Lives can be busy, hectic and sometimes chaotic.  Most of the time, we just want things to work, without us expending too much effort in understanding the details.  Although understandable, the value of understanding your rights as a consumer and the rights reserved by car insurance companies may come in handy if you are ever issued a Vermont moving violation.

What type of insurance hit can I expect from a Vermont moving violation

The fine and the points associated with a traffic ticket only tell a small part of the total monetary story.  The financial consequences of a Vermont moving violation can encompass much more then the fine itself.  One of the biggest concerns for motorists is what type of rate increase they should expect from their auto insurance if their carrier catches wind that the motorist has been convicted of a Vermont DUI or moving violation.
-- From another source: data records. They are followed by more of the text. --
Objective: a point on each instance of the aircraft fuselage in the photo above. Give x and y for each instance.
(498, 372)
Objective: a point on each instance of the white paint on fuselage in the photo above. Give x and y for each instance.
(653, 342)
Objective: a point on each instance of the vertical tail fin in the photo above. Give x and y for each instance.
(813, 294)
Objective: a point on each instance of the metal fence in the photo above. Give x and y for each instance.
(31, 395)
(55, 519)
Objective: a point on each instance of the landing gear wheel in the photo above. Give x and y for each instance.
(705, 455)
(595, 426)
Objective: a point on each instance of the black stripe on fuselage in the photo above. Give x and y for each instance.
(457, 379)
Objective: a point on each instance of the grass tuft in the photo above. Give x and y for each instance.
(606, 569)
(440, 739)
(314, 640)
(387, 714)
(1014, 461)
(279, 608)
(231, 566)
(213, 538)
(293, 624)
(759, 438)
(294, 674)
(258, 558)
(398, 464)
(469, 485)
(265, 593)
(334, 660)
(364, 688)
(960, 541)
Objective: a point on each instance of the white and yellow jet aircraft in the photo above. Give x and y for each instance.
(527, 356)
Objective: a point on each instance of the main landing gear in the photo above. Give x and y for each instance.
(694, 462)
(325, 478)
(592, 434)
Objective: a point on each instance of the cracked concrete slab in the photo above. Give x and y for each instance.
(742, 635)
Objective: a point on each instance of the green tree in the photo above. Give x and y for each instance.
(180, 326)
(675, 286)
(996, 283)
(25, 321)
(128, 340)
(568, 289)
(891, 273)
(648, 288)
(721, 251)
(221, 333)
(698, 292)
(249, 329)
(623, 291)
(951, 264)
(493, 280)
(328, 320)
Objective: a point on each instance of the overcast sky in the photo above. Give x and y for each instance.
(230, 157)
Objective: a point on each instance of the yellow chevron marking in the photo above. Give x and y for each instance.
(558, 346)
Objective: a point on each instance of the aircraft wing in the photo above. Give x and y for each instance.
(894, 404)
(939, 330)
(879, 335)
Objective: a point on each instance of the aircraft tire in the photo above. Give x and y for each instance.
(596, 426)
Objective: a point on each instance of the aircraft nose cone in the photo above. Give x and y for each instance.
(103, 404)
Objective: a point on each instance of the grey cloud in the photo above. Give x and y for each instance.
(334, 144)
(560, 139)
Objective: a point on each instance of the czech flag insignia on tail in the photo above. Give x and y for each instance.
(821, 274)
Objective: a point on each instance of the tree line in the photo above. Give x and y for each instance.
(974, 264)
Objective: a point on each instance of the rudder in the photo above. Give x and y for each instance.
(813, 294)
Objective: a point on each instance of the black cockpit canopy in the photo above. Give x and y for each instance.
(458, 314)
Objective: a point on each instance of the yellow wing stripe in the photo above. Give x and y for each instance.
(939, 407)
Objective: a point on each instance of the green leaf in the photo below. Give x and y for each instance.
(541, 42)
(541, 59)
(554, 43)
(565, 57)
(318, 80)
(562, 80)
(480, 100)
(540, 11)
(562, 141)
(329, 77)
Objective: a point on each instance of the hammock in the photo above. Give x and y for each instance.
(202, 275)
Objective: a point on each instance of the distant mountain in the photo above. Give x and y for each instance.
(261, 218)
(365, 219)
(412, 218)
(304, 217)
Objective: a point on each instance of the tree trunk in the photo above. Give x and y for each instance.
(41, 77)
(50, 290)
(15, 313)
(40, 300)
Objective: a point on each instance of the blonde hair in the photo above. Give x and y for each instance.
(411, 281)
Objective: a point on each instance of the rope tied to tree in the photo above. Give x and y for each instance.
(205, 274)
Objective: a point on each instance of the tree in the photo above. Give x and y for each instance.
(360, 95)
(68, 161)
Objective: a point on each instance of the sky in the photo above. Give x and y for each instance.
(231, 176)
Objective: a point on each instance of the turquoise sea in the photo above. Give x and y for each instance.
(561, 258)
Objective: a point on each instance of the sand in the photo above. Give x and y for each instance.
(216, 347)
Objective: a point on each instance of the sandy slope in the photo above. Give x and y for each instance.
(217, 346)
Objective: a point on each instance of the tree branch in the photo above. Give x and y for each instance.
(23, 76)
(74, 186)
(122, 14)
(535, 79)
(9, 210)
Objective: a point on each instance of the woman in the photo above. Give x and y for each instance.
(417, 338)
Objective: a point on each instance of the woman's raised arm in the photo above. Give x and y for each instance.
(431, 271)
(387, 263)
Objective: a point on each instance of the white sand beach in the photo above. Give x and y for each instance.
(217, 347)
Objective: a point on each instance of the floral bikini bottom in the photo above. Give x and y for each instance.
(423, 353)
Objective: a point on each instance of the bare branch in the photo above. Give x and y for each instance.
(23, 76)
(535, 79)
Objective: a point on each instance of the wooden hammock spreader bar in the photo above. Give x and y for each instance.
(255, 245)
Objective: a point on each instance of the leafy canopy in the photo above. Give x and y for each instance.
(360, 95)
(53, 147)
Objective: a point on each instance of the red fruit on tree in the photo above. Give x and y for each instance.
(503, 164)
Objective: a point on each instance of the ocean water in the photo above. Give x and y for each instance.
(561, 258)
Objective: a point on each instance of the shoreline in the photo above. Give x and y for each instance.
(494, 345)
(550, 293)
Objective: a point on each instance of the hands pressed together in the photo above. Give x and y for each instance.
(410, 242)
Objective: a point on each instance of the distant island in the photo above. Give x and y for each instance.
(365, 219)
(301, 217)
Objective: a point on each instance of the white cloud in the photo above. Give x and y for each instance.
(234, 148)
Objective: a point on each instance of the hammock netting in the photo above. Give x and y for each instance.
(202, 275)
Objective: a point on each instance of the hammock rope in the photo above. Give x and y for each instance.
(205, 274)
According to a report written by Bankrate.com a  single speeding ticket alone can carry with it between a 19-23% hike in insurance rates.   While a DUI carries with a 93% hike, while reckless driving such as texting while driving can bring with it rate increases as much as 82%.

What is even worse for those with less the pristine driving records is that if you add up a few of these violations, many insurance companies will refuse to even offer you insurance.

Based on the real and substantial consequences of even the most benign of traffic violations, it is important for motorists to calculate what the actual cost of that Vermont DUI, speeding ticket or reckless driving conviction could bring before determining whether or not it is worth the effort and expense of fighting it in the hopes of mitigating or eliminating the collateral consequences.